Kevin took a deep breath and walked upstairs to his room. There were five bedrooms; his folks; his sister Kathy; his twin brothers Rob and Ron shared one; then Kevin’s bedroom; and then was a bedroom for guests. Each of the five bedrooms had its own bathroom. The house had been designed by his uncle Graeme who was a well-known architect in Vancouver. Every member of his family had their wish list, so Kevin’s bathroom, like Rob and Ron’s, included a urinal. Kevin also had the extra-large walk-in closet he wanted.
Just thinking about his folks and siblings made him sad. He’d kept their bedroom doors closed and hadn’t looked in or gone in those rooms since they’d been killed. He wasn’t ready to do that yet. Another thing to talk about with Dr. Ranse.
He dropped his backpack on the floor and pulled out the textbooks he needed for tonight’s homework, then he pulled out his phone, turned off airplane mode, and checked to see if there were any messages. There were.
One was a text from Jeff confirming that he and Kevin would ride their bikes to Kevin’s house after school starting next Thursday. They’d do homework then play video games and eat dinner and watch TV or whatever. Jeff said that he could also stay overnight if that would be okay. Kevin sent a reply saying that sounded great, and staying overnight was more than okay.
Three messages were from relatives who lived on the East Coast — two from his uncles in Massachusetts and one from his aunt in Florida. There was also a call from his cousin Don in Vancouver, British Columbia. Because of the three-hour time difference, he’d return the calls from the east coast after he had a snack and finished his homework instead of interrupting them during their dinner time. Because Vancouver was in the same time zone as the Bay Area, he’d call his cousin after he had finished his own dinner.
There was a call from Alex Burney, the junior who was going to be his Chemistry tutor, reminding Kevin that he’d see him during collaboration period at seven-thirty AM tomorrow. He saved the message; he’d call Alex to thank him for the reminder.
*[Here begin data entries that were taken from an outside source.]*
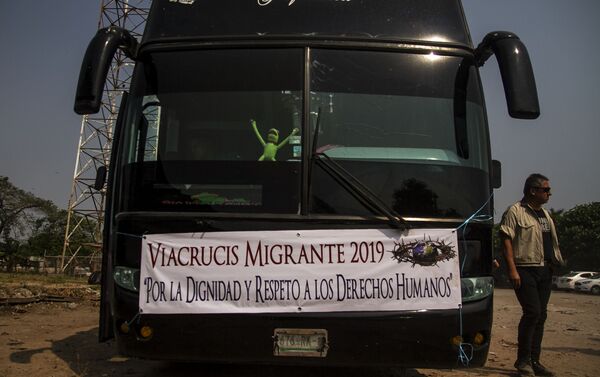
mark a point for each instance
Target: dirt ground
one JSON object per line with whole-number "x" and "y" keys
{"x": 59, "y": 339}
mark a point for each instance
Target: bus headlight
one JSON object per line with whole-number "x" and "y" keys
{"x": 474, "y": 289}
{"x": 126, "y": 277}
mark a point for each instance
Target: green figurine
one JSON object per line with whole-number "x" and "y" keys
{"x": 271, "y": 146}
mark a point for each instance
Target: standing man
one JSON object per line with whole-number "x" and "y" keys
{"x": 531, "y": 250}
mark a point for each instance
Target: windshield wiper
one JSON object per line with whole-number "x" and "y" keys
{"x": 353, "y": 185}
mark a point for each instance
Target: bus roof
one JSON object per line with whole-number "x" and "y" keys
{"x": 421, "y": 21}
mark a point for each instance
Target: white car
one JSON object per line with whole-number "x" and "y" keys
{"x": 568, "y": 281}
{"x": 591, "y": 285}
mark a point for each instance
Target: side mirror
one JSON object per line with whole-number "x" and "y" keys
{"x": 517, "y": 74}
{"x": 100, "y": 178}
{"x": 96, "y": 62}
{"x": 496, "y": 174}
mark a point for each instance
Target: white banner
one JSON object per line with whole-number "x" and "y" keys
{"x": 300, "y": 271}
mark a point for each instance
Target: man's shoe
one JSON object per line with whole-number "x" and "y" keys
{"x": 524, "y": 368}
{"x": 541, "y": 370}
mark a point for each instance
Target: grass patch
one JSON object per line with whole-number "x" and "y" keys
{"x": 31, "y": 278}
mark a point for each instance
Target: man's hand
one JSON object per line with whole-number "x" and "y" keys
{"x": 515, "y": 279}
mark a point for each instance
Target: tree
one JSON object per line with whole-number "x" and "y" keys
{"x": 31, "y": 226}
{"x": 579, "y": 236}
{"x": 18, "y": 210}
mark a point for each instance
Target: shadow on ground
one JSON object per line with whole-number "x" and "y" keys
{"x": 86, "y": 357}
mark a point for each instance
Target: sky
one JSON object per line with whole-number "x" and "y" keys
{"x": 43, "y": 43}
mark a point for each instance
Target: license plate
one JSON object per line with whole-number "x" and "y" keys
{"x": 300, "y": 342}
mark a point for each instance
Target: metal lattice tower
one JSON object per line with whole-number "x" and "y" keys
{"x": 86, "y": 205}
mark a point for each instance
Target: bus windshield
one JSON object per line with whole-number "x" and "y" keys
{"x": 223, "y": 130}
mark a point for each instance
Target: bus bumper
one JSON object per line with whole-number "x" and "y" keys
{"x": 401, "y": 339}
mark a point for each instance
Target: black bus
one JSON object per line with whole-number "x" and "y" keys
{"x": 271, "y": 156}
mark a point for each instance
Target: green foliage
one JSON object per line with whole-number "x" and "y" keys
{"x": 31, "y": 226}
{"x": 579, "y": 236}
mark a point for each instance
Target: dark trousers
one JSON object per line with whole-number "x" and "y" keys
{"x": 533, "y": 295}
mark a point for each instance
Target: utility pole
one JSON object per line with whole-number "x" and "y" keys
{"x": 86, "y": 204}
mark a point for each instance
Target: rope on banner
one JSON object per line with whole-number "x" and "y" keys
{"x": 143, "y": 236}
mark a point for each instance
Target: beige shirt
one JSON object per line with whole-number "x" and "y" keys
{"x": 521, "y": 225}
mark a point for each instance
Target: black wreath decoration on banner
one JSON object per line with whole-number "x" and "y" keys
{"x": 423, "y": 252}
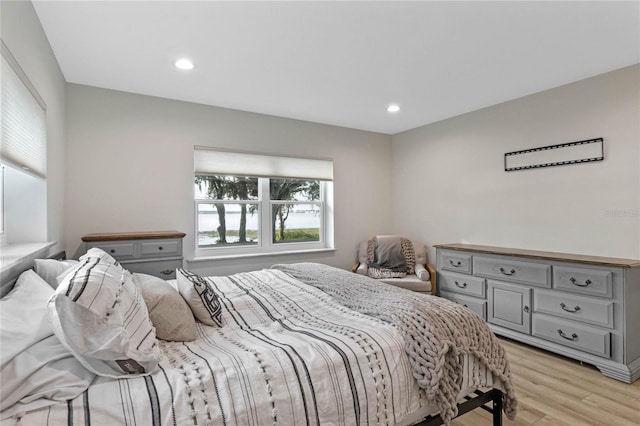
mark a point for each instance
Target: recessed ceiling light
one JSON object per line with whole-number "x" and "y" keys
{"x": 184, "y": 64}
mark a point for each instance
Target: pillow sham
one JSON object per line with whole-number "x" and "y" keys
{"x": 422, "y": 272}
{"x": 52, "y": 270}
{"x": 200, "y": 297}
{"x": 23, "y": 315}
{"x": 99, "y": 314}
{"x": 44, "y": 374}
{"x": 168, "y": 311}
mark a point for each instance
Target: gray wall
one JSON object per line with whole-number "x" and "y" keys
{"x": 451, "y": 176}
{"x": 130, "y": 168}
{"x": 23, "y": 35}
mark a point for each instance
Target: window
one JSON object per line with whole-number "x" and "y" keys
{"x": 248, "y": 212}
{"x": 22, "y": 156}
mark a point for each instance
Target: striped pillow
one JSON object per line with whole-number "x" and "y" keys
{"x": 99, "y": 314}
{"x": 200, "y": 297}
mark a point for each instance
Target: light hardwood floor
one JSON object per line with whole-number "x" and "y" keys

There was also a call from Jason Valle, the Spanish 4 student who’d be his tutor for Spanish 3. He’d left a message that he’d meet Kevin at ten-fifteen just outside the entrance of the library. That was the beginning of academy period tomorrow. He said he would be wearing an orange jacket and would wait. Kevin made a note to call Jason and confirm their meeting.
The next day at school was going to be busy.
Kevin opened his backpack and pulled out what he’d brought home from school. Textbooks, spiral notebooks, notes about his homework assignments, and his laptop.
He decided he’d skip the Algebra 2/Pre-Calc homework since he would get together with Laura on Sunday to work on it.
World History was a reading assignment and a report, so he’d do that later.
English 2 was a short story to read and then write his response. It was A Rose for Emily by William Faulkner. He decided to do that first. It turned out to be a short but hard to follow story set in the South in the late 1800s to early 1900s. Kevin had to think about what Faulkner was trying to say to his readers, and he needed to read the story all the way through several times. Finally, he was ready to start writing his response which he revised and edited over several times until he was satisfied. His main points included what was meant by ‘A Rose’ in the title; that Emily discovered that her sweetheart was gay and that’s why she poisoned him; despite that, she still loved him and slept with his corpse for years until her hair was an iron-gray color when she died; finding her gray hairs on the pillows was how they discovered she had been a necrophiliac. Kevin thought his response was worthy of an A. He wondered if Mr. Sommers would agree.